VMC is a subsidiary of Votorantim Metais a company that is part of the Votorantim Group that was founded in Brazil in 
--->1918. The Votorantim Group operates in twenty countries and has over 40,000 employees.  Votorantim Metais is the large
--->st electrolytic nickel producer in Latin America and one of the world's leaders in the production of zinc, aluminum an
--->d nickel.   VMC in conjunction with Glencore Canada Corporation and El Nino Ventures is operator of the Bathurst Optio
--->n and Joint Venture which is actively exploring for base metal deposits within the Bathurst Mining Camp.
About El Nino Ventures Inc.
El Niño Ventures Inc. is an international exploration company, focused on exploring for zinc, lead, copper, silve
--->r and gold in New Brunswick, Canada and copper in the Democratic Republic of Congo ("DRC").

On Behalf of the Board of Directors



















Neither the TSX Venture Exchange nor its Regulation Services Provider (as that term is defined in the policies of the 
--->TSX Venture Exchange) accepts responsibility for the adequacy or accuracy of this release. 
Cautionary Note Regarding Forward Looking Statements.
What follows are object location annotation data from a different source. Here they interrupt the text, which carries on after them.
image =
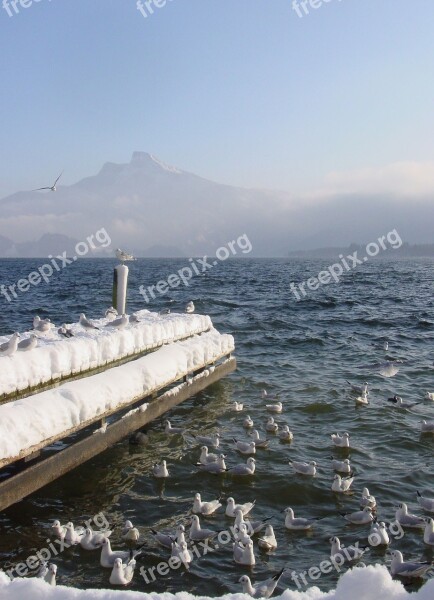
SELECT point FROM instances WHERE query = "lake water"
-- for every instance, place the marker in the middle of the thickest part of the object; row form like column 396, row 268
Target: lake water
column 304, row 351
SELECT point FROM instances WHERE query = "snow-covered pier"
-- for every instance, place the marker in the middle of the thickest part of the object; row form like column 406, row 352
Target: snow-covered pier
column 107, row 381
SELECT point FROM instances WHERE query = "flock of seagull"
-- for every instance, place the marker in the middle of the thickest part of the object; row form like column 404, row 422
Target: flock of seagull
column 244, row 531
column 43, row 326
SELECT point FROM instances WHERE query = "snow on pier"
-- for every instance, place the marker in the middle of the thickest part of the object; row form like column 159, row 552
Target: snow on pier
column 39, row 419
column 56, row 358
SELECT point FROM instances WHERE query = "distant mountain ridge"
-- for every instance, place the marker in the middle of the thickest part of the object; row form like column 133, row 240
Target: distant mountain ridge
column 406, row 250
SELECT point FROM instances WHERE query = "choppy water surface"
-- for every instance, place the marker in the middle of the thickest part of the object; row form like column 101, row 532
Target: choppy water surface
column 302, row 350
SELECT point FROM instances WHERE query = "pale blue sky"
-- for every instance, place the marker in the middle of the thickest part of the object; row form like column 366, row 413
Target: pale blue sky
column 239, row 91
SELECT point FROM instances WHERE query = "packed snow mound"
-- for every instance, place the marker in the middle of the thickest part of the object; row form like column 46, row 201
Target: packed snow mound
column 56, row 357
column 32, row 420
column 364, row 583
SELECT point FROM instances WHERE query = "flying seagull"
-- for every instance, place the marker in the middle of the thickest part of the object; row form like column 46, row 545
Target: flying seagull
column 51, row 188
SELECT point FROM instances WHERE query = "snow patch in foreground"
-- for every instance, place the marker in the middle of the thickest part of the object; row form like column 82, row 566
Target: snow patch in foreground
column 363, row 583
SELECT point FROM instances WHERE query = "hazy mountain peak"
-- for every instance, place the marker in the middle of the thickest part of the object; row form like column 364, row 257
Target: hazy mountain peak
column 145, row 159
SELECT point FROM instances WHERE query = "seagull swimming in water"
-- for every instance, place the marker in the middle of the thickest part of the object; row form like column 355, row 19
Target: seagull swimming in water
column 341, row 441
column 122, row 574
column 10, row 347
column 205, row 508
column 262, row 589
column 407, row 568
column 65, row 331
column 190, row 307
column 259, row 442
column 341, row 485
column 160, row 471
column 398, row 402
column 52, row 188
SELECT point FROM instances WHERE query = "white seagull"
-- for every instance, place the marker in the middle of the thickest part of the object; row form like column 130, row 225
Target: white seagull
column 123, row 256
column 130, row 533
column 304, row 468
column 244, row 469
column 379, row 535
column 244, row 554
column 262, row 589
column 119, row 323
column 427, row 426
column 122, row 574
column 348, row 553
column 10, row 347
column 206, row 457
column 52, row 188
column 85, row 323
column 248, row 423
column 361, row 390
column 274, row 408
column 341, row 466
column 285, row 435
column 271, row 426
column 28, row 344
column 48, row 574
column 190, row 307
column 341, row 485
column 268, row 541
column 367, row 499
column 245, row 447
column 341, row 441
column 42, row 325
column 407, row 568
column 428, row 534
column 181, row 551
column 259, row 442
column 398, row 402
column 215, row 468
column 231, row 507
column 160, row 470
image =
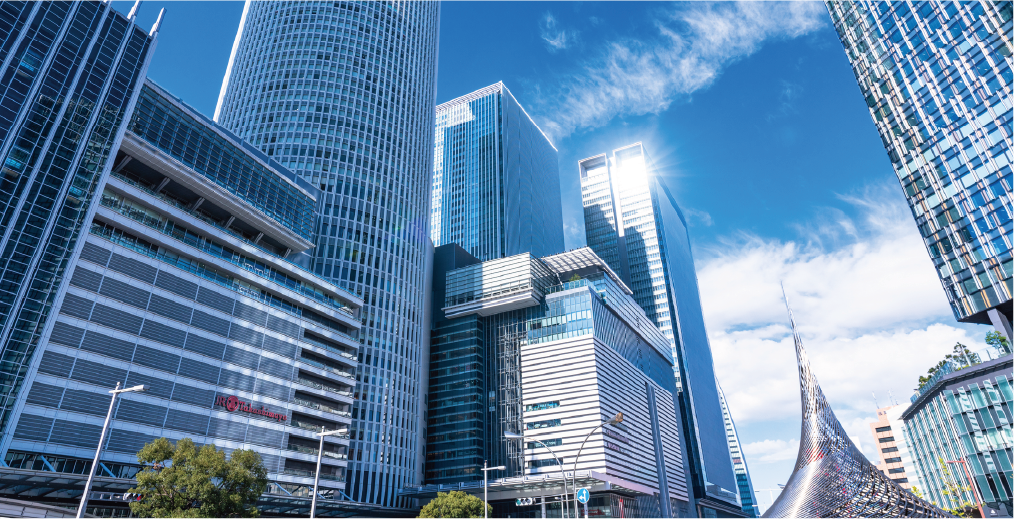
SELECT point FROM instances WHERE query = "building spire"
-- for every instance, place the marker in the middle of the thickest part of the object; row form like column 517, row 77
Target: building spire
column 833, row 479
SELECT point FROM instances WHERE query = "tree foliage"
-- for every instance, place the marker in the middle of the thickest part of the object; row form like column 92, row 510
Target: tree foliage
column 453, row 505
column 960, row 357
column 183, row 482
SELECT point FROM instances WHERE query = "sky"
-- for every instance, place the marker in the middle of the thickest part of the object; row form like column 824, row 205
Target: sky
column 750, row 110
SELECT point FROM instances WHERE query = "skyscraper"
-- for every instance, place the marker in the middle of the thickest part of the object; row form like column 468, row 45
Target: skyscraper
column 633, row 223
column 343, row 94
column 936, row 75
column 496, row 178
column 70, row 73
column 746, row 495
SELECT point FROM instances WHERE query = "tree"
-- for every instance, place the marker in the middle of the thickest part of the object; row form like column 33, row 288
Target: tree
column 998, row 341
column 453, row 505
column 956, row 493
column 182, row 482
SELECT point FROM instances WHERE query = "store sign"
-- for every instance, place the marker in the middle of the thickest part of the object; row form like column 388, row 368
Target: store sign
column 232, row 403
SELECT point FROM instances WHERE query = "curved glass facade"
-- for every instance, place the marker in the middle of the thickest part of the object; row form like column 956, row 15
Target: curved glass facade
column 342, row 93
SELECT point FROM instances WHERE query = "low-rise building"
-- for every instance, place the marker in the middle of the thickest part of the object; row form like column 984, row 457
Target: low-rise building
column 889, row 440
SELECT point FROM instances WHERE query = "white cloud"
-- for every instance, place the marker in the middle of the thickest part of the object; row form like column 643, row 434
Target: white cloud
column 556, row 39
column 865, row 297
column 768, row 451
column 690, row 46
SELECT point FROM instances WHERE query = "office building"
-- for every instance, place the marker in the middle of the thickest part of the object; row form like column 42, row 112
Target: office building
column 831, row 476
column 633, row 223
column 745, row 486
column 188, row 281
column 936, row 76
column 889, row 440
column 963, row 415
column 67, row 92
column 342, row 93
column 496, row 178
column 550, row 348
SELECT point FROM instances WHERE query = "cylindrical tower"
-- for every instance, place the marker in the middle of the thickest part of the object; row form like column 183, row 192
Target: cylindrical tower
column 342, row 92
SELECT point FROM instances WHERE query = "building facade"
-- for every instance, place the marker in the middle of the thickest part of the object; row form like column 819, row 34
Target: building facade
column 965, row 415
column 633, row 223
column 895, row 457
column 67, row 92
column 186, row 282
column 342, row 93
column 743, row 482
column 550, row 348
column 936, row 75
column 496, row 178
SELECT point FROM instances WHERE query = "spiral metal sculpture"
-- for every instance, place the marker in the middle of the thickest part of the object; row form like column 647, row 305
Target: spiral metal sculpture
column 833, row 479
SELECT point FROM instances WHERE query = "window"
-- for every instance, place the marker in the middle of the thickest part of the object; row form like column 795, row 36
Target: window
column 542, row 424
column 541, row 405
column 553, row 442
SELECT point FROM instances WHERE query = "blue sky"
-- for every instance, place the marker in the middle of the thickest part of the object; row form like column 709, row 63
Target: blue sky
column 750, row 110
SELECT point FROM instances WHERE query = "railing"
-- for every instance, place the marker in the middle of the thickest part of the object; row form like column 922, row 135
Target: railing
column 311, row 473
column 209, row 221
column 313, row 451
column 320, row 406
column 205, row 246
column 323, row 387
column 320, row 365
column 330, row 348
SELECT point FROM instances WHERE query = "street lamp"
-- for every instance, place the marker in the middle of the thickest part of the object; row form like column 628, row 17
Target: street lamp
column 316, row 474
column 971, row 485
column 514, row 436
column 614, row 420
column 101, row 438
column 486, row 486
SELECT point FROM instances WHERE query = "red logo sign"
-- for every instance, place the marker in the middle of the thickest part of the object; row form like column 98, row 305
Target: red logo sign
column 232, row 403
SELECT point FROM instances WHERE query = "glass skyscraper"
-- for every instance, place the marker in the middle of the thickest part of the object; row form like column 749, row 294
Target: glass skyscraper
column 342, row 93
column 937, row 77
column 745, row 486
column 70, row 73
column 633, row 223
column 496, row 178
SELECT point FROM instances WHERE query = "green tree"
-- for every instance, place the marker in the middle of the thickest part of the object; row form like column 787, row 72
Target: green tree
column 182, row 482
column 955, row 492
column 453, row 505
column 998, row 341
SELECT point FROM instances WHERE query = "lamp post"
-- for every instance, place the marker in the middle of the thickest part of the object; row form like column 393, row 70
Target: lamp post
column 971, row 485
column 101, row 438
column 316, row 474
column 514, row 436
column 486, row 487
column 614, row 420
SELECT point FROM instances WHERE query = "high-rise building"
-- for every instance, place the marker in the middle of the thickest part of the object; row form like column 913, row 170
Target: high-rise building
column 189, row 281
column 496, row 178
column 633, row 223
column 69, row 73
column 550, row 348
column 936, row 75
column 895, row 457
column 342, row 93
column 963, row 415
column 745, row 486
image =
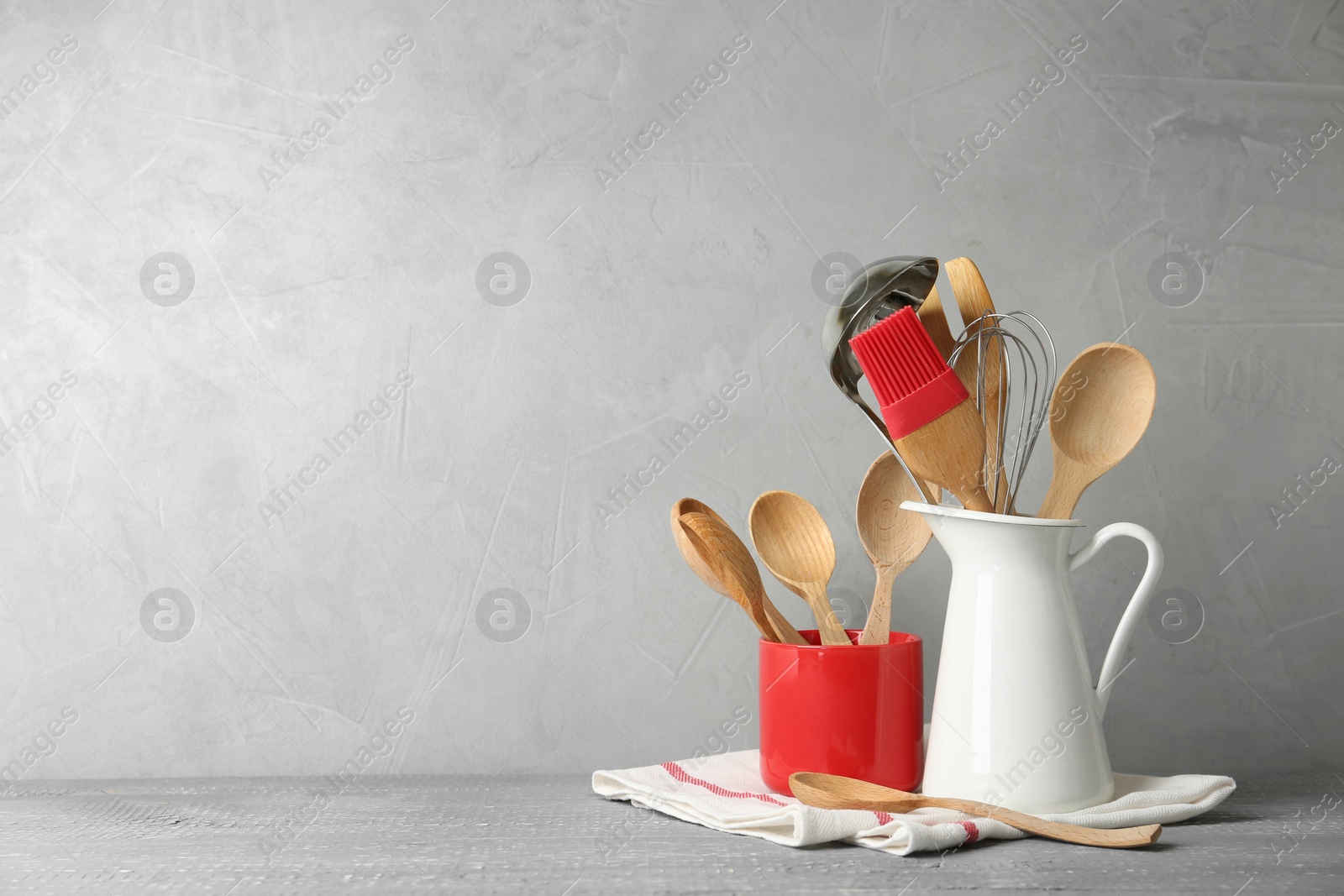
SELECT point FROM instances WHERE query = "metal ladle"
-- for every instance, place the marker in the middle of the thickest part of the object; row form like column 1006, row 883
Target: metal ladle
column 882, row 289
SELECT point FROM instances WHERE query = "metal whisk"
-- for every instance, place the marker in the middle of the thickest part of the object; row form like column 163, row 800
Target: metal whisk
column 1014, row 379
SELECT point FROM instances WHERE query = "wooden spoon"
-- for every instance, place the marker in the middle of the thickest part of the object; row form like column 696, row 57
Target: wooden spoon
column 729, row 569
column 974, row 301
column 891, row 537
column 783, row 627
column 796, row 547
column 833, row 792
column 936, row 322
column 1100, row 410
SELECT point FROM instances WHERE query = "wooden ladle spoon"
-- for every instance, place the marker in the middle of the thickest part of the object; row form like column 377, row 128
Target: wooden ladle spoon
column 718, row 557
column 891, row 537
column 796, row 547
column 833, row 792
column 1100, row 410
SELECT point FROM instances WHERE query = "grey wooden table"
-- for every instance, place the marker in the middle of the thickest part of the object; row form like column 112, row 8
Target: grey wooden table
column 484, row 835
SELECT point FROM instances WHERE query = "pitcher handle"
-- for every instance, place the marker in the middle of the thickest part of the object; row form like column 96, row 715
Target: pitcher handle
column 1109, row 669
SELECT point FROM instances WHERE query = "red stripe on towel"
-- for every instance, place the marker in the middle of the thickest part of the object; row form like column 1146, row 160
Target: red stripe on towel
column 680, row 774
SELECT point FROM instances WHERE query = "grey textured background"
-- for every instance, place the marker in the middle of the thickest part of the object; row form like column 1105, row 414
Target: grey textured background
column 648, row 293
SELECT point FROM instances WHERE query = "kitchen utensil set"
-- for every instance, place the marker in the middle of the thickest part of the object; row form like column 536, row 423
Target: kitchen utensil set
column 967, row 414
column 961, row 414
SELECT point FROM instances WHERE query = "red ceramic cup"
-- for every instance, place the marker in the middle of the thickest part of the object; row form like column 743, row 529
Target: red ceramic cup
column 843, row 710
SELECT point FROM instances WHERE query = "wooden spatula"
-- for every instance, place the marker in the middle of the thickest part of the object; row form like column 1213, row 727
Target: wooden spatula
column 833, row 792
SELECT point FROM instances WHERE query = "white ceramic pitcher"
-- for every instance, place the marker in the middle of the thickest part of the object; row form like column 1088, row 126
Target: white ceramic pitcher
column 1016, row 720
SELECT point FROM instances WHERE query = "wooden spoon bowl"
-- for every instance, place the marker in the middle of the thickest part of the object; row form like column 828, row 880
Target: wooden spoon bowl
column 796, row 547
column 893, row 537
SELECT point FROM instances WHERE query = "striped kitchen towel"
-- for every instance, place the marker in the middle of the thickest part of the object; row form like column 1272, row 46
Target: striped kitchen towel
column 726, row 793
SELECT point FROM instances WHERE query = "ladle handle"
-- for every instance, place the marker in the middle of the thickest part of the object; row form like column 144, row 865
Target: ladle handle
column 1110, row 668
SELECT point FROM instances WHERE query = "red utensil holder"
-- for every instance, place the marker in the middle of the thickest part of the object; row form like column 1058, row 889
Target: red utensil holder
column 843, row 710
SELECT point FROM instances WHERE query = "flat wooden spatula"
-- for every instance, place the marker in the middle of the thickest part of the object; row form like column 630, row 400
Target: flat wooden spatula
column 833, row 792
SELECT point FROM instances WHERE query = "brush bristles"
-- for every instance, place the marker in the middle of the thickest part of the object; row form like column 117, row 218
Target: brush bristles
column 898, row 356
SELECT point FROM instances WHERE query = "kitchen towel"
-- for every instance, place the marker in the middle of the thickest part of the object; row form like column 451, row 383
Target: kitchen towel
column 726, row 793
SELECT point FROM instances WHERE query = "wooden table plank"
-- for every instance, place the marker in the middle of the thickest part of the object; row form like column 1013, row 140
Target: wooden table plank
column 551, row 835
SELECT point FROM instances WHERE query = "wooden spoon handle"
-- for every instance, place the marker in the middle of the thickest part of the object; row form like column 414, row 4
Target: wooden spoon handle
column 828, row 626
column 783, row 627
column 878, row 627
column 833, row 792
column 936, row 322
column 1113, row 837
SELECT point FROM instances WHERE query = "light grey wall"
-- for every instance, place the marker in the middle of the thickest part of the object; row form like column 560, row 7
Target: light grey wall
column 315, row 621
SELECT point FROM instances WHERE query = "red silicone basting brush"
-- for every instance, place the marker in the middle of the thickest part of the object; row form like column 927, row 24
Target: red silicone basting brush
column 929, row 414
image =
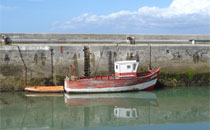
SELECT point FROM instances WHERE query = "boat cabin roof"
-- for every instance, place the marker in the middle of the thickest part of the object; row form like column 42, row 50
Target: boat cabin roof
column 126, row 68
column 126, row 62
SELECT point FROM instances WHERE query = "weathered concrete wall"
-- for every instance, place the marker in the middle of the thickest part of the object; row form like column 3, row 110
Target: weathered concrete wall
column 43, row 59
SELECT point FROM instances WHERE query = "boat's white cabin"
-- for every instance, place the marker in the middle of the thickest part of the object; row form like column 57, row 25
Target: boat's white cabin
column 126, row 68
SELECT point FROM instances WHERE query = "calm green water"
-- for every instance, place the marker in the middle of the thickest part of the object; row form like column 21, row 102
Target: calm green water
column 181, row 108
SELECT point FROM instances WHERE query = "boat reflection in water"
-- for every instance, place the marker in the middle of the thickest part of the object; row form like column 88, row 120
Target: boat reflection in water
column 114, row 109
column 136, row 110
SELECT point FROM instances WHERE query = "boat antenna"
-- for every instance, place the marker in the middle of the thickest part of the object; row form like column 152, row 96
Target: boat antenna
column 99, row 61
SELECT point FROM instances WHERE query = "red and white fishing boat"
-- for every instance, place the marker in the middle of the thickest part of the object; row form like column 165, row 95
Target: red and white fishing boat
column 125, row 78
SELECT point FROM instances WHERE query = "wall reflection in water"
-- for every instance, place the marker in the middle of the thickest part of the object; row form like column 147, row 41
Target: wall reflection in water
column 70, row 111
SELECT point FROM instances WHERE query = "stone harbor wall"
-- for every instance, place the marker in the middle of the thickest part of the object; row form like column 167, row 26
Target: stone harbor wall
column 44, row 59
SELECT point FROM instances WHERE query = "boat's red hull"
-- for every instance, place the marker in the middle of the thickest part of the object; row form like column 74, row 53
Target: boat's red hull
column 142, row 81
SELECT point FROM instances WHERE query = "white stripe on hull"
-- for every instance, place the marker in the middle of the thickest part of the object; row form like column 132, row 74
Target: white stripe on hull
column 113, row 89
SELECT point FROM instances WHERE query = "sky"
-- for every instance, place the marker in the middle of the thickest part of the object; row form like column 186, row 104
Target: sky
column 105, row 16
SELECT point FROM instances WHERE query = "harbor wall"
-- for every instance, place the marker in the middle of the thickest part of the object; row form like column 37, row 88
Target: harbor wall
column 44, row 59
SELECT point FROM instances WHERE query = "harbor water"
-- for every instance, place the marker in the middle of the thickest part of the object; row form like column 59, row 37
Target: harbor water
column 174, row 108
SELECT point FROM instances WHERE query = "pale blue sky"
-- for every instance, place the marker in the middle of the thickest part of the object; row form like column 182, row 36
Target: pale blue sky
column 104, row 16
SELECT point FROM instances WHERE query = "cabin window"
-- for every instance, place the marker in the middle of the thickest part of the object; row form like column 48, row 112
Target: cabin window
column 128, row 113
column 134, row 67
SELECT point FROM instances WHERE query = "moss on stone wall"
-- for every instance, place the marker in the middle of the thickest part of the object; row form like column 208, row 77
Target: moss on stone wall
column 189, row 78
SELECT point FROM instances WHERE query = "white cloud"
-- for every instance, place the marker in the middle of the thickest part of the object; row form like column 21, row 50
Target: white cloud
column 3, row 7
column 182, row 16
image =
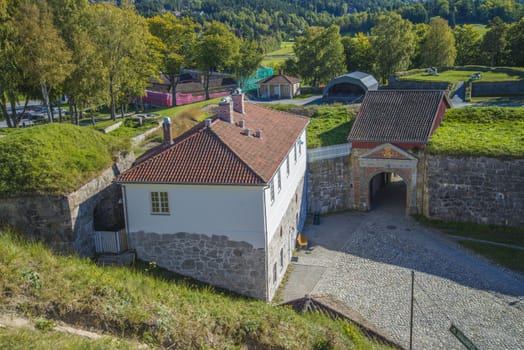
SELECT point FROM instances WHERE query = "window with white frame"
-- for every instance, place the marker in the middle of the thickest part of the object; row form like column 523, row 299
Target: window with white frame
column 279, row 181
column 271, row 191
column 159, row 203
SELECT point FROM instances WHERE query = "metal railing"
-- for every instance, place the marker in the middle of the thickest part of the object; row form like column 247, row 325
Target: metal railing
column 328, row 152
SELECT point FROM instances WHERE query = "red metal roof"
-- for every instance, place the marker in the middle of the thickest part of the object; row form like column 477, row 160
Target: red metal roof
column 221, row 153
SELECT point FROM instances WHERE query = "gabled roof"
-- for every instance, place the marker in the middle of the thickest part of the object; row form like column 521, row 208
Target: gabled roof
column 397, row 116
column 221, row 153
column 280, row 79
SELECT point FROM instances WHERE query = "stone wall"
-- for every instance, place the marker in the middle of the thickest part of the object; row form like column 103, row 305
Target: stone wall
column 330, row 186
column 66, row 223
column 232, row 265
column 482, row 190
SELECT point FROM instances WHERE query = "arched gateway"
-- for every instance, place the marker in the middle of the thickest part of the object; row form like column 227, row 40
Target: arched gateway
column 389, row 136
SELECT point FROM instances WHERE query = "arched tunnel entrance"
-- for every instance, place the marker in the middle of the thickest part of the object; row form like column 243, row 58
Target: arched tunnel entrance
column 388, row 191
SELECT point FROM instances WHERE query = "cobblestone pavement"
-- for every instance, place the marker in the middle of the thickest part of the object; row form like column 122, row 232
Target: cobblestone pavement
column 367, row 259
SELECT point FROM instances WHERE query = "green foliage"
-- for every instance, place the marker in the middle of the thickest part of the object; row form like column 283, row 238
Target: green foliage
column 481, row 131
column 155, row 306
column 54, row 158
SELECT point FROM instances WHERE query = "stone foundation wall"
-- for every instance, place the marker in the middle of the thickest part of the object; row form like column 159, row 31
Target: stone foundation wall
column 232, row 265
column 330, row 185
column 66, row 223
column 482, row 190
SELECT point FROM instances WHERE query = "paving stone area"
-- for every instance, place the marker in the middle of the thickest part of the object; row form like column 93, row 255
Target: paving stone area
column 367, row 259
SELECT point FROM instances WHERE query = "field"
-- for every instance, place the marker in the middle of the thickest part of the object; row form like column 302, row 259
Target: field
column 480, row 131
column 149, row 304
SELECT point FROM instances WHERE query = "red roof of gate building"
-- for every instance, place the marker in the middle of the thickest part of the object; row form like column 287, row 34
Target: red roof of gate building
column 398, row 116
column 222, row 153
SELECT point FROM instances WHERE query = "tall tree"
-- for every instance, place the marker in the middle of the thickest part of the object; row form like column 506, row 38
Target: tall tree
column 438, row 49
column 494, row 42
column 176, row 42
column 215, row 50
column 467, row 41
column 320, row 55
column 123, row 39
column 393, row 42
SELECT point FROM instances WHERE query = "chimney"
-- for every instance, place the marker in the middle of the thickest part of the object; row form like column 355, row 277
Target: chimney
column 238, row 101
column 225, row 110
column 168, row 133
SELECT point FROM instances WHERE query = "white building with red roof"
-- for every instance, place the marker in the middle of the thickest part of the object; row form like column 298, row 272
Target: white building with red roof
column 222, row 202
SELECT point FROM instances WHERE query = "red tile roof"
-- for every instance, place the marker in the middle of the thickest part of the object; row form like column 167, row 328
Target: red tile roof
column 221, row 153
column 397, row 116
column 280, row 79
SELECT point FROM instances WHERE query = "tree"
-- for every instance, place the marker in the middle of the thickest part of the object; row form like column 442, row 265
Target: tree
column 393, row 42
column 467, row 42
column 320, row 55
column 438, row 49
column 123, row 40
column 215, row 50
column 494, row 42
column 515, row 37
column 359, row 53
column 175, row 42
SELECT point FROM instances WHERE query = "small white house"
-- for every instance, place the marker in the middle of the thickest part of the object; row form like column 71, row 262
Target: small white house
column 221, row 203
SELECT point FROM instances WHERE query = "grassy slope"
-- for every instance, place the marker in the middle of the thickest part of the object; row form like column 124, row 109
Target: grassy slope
column 54, row 158
column 152, row 305
column 480, row 131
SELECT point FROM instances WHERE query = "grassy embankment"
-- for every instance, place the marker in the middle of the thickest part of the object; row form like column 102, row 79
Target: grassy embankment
column 480, row 131
column 54, row 158
column 149, row 304
column 329, row 125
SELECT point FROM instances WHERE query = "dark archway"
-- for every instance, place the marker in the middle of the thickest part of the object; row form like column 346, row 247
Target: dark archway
column 388, row 191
Note:  This release contains forward-looking statements that inv
--->olve risks and uncertainties.  These statements may differ materially from actual future events or results and are bas
--->ed on current expectations or beliefs.  For this purpose, statements of historical fact may be deemed to be forward-lo
--->oking statements.  In addition, forward-looking statements include statements in which the Company uses words such as 
--->"continue", "efforts", "expect", "believe", "anticipate", "confident", "intend", "strategy", "plan", "will", "estimate
--->", "project", "goal", "target", "prospects", "optimistic" or similar expressions.  These statements by their nature in
--->volve risks and uncertainties, and actual results may differ materially depending on a variety of important factors, i
--->ncluding, among others, the Company's ability and continuation of efforts to timely and completely make available adeq
--->uate current public information, additional or different regulatory and legal requirements and restrictions that may b
--->e imposed, and other factors as may be discussed in the documents filed by the Company on SEDAR (www.sedar.com), inclu
--->ding the most recent reports that identify important risk factors that could cause actual results to differ from those
---> contained in the forward-looking statements.  The Company does not undertake any obligation to review or confirm anal
--->ysts' expectations or estimates or to release publicly any revisions to any forward-looking statements to reflect even
--->ts or circumstances after the date hereof or to reflect the occurrence of unanticipated events.  Investors should not 
--->place undue reliance on forward-looking statements.